The size of many datasets makes it hard for humans to analyse them at speed – but AI has no such limitations. “Its autonomous abilities allow AI technologies to act based on the insights gained, without requiring further engagement of human actors, like automatically disclosing suspicious cases of corruption. In short, AI can make autonomous decisions about corruption (risks) based on Big Data.”
Support in SA
Various AI applications in pilot phases around the world are providing new insight.
In the UK, a 2018 collaboration between software company Exiger and Transparency International UK has helped the corruption-fighting organisation to automate open-web and database research on its potential partners and third parties, thereby homing in on risks and providing assurance that partnerships are free from corruption.

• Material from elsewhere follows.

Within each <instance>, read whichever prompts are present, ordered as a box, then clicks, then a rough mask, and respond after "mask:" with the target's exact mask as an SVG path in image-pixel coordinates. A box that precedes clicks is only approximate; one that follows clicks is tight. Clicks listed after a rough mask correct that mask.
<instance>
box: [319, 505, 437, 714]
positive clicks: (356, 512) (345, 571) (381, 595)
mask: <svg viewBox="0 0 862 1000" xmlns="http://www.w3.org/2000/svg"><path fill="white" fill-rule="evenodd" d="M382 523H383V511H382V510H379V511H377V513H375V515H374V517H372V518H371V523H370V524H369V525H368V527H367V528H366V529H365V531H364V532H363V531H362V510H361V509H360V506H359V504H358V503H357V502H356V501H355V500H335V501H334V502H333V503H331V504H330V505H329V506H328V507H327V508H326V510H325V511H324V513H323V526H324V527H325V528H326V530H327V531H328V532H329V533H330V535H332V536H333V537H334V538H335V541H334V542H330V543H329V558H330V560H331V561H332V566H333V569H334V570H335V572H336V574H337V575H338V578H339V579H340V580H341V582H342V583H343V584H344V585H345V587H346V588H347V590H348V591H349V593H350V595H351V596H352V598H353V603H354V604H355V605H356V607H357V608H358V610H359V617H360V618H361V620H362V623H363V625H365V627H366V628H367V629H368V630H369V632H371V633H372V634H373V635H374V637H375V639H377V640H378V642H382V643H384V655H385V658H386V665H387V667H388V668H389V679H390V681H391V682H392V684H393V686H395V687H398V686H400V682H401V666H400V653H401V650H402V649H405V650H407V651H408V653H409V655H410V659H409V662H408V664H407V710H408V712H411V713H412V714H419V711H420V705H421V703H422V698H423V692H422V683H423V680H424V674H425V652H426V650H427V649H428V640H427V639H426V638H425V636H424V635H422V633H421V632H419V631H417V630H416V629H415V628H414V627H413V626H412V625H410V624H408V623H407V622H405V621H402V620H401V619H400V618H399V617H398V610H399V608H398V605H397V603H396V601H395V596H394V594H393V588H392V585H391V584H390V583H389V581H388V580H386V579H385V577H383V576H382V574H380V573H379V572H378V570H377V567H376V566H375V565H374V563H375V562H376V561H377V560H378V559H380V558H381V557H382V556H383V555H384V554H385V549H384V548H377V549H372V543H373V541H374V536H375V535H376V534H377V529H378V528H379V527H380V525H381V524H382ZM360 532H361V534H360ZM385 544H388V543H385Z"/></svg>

Transparency International in Ukraine developed the Dozorro tool to monitor the open source government procurement system Prozorro and expose fraudulent bids in public procurement.
South Africa is one of several countries showing support for the concept of AI-ACT – the South African Revenue Service (Sars), as an example, has been talking since 2018 about using AI in its work.
In its 2018/19 annual performance plan (APP), Sars says: “We will expand the use of data and/or data analytics and artificial intelligence to improve the integrity of our records, risk management and to derive critical insights and improve outcomes.”
In its 2022/2023 APP Sars notes its intention to use AI to detect non-compliance in tax returns and payments. It would also “expand and improve the use of data, data analytics and artificial intelligence capabilities to enable Sars to detect non-compliance and illicit economic activities that previously went undetected and enforce accordingly”.
The organisation recognises that its human capacity must “evolve to complement the increasing levels of automated processing and artificial intelligence enabled by data, super computers, and real-time connectivity.”
Its view is backed by that of President Cyril Ramaphosa, who said as recently as 2020: “We need to build on the ‘open tender’ processes employed in certain areas and make use of technology and artificial intelligence as a standard practice to tackle corruption across all of government.”
Academics are also in favour of using AI to fight corruption.
“We can use AI systems to analyse data from multiple sources and identify irregular activity associated with third parties, employees, and customers,” writes Prof Tshilidzi Marwala, the vice-chancellor and principal of the University of Johannesburg. “AI is proficient in wading through emails, text messages, and audio files … It also can predict future risks and identify fault lines.”
With a seemingly endless list of procurement scandals to mull over, citizens are demanding greater transparency around the process for awarding government contracts, says Marwala. “The time has come to harness the latent power of AI and put it to use to ensure ethical behaviour and integrity in practices that lend themselves to greed and inherently corrupt behaviour.”
AI has the potential to be the custodian of social justice, Marwala concludes. “We have the ability and opportunity in this country to use these capabilities to uncover corrupt practices. It is unclear why we do not put it to good use.”